My query looks something like this:

GET invoices/_search

{
    "query": {
        "bool": {
            "must": [{
                    "wildcard": {
                        "searchString": {
                            "value": "msd-company*",
                            "boost": 1.0
                        }
                    }
                },
                {
                    "wildcard": {
                        "searchString": {
                            "value": "Saginaw*",
                            "boost": 1.0
                        }
                    }
                }
            ]
        }
    }
}

My question: Earlier when I was not using a custom analyzer the above query worked BUT I was not able to search for words with special characters like "msd-company".

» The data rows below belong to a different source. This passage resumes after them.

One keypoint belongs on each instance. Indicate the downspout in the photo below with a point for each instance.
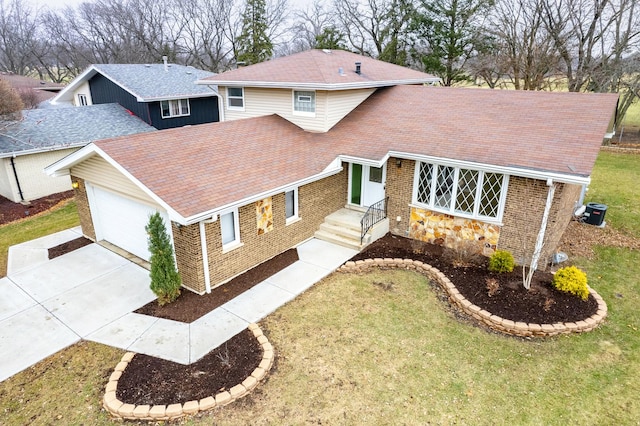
(15, 173)
(205, 254)
(537, 251)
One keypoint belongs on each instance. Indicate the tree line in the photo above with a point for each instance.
(576, 45)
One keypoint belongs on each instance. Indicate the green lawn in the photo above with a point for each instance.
(615, 182)
(351, 352)
(29, 229)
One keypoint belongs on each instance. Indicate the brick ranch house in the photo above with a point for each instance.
(304, 136)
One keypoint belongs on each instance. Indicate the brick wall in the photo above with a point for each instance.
(315, 201)
(186, 243)
(523, 212)
(82, 204)
(524, 207)
(399, 187)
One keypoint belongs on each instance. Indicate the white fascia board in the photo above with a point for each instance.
(39, 150)
(321, 86)
(247, 200)
(69, 88)
(507, 170)
(363, 161)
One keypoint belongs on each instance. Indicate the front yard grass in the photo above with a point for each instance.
(61, 218)
(351, 352)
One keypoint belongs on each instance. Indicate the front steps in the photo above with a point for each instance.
(343, 228)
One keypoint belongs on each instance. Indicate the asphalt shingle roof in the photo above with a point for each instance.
(151, 81)
(221, 163)
(60, 128)
(320, 68)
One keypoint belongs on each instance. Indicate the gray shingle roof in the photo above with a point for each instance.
(151, 81)
(60, 128)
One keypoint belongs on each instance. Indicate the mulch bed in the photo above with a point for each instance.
(10, 211)
(67, 247)
(154, 381)
(542, 304)
(191, 306)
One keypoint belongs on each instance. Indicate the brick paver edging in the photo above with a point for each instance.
(121, 410)
(493, 321)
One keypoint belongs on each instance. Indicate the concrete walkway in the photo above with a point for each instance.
(91, 293)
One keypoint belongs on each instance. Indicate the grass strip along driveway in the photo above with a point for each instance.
(382, 348)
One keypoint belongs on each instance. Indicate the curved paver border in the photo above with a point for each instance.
(494, 322)
(121, 410)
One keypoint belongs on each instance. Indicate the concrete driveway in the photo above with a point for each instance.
(91, 293)
(47, 305)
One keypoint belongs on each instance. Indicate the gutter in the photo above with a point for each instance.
(15, 173)
(319, 86)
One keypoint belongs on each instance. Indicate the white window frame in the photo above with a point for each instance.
(295, 217)
(299, 93)
(235, 243)
(229, 97)
(175, 108)
(451, 209)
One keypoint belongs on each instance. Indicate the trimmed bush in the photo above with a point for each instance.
(571, 280)
(501, 261)
(165, 279)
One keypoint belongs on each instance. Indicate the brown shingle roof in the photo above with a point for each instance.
(200, 168)
(320, 69)
(548, 131)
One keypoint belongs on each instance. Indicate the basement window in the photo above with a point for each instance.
(174, 108)
(456, 191)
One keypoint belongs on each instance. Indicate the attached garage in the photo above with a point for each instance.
(121, 220)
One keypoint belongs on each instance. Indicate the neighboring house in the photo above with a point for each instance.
(163, 95)
(44, 136)
(457, 167)
(42, 90)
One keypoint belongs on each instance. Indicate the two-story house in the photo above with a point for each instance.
(308, 141)
(163, 95)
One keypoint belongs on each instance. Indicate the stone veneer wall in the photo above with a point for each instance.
(315, 201)
(186, 243)
(465, 235)
(523, 212)
(84, 212)
(524, 207)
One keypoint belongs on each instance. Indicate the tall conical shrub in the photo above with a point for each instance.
(165, 279)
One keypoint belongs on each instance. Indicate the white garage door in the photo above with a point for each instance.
(121, 221)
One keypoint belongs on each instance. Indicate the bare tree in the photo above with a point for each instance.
(591, 36)
(377, 28)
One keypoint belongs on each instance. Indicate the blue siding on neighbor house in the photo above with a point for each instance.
(104, 91)
(202, 110)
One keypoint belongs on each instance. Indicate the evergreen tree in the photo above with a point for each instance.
(165, 279)
(253, 45)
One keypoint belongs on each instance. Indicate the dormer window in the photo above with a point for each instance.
(174, 108)
(235, 98)
(304, 102)
(82, 100)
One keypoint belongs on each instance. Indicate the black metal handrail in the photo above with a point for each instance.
(377, 212)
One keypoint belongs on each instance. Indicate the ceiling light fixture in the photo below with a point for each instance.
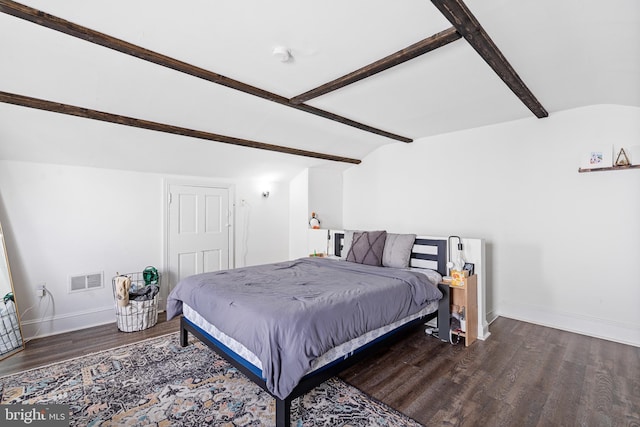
(282, 53)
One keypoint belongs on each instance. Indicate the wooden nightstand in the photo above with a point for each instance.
(462, 296)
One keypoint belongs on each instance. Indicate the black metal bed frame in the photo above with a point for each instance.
(308, 382)
(314, 379)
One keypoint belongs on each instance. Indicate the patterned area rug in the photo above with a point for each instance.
(157, 382)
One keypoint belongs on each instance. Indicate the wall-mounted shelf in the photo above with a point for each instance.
(610, 168)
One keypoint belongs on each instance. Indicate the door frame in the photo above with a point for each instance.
(167, 183)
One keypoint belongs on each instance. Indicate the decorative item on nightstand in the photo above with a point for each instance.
(314, 222)
(457, 262)
(458, 278)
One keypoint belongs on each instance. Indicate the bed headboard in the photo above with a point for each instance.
(426, 253)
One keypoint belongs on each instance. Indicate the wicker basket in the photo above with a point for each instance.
(137, 315)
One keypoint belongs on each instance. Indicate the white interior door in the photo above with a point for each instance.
(199, 231)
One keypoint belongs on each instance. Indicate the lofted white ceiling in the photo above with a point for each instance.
(569, 53)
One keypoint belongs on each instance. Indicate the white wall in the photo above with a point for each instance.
(64, 220)
(313, 190)
(562, 246)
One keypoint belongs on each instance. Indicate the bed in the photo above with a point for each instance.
(290, 326)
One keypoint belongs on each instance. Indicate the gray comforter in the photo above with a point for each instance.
(292, 312)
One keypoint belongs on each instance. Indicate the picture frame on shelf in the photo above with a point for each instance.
(598, 157)
(469, 267)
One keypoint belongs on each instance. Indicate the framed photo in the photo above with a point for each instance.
(469, 267)
(598, 157)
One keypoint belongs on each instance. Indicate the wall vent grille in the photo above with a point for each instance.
(86, 282)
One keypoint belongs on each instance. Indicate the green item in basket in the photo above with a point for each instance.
(150, 276)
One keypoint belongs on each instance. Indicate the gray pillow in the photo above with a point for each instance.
(397, 250)
(367, 247)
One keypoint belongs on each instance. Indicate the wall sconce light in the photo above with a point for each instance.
(458, 263)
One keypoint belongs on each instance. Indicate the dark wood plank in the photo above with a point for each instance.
(72, 110)
(56, 348)
(417, 49)
(524, 374)
(468, 26)
(75, 30)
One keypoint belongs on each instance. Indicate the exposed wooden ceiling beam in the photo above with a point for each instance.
(468, 26)
(420, 48)
(49, 21)
(72, 110)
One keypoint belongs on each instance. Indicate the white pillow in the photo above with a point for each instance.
(347, 240)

After attaching the custom analyzer(multi_level_analyzer) the above query fails to return any result. I changed the wildcard query and appended an asterisk before the search key and for some reason it works now. (referred this answer)

I want to know the impact of using "* msd-company*" instead of "msd-company*" in the wildcard query for the text field. How can I still use the wildcard query "msd-company*" with custom analyzer?

Open to suggestions for any other approach to my problem statement.

1

1 Answers

1
votes

I have solved my problem by changing the mapping of the said field to this:

"searchString": {"type": "text","analyzer": "multi_level_analyzer", "search_analyzer": "standard"},

But since wildcard queries are expensive, I would still like to know if there exists a better solution to satisfy my search use case.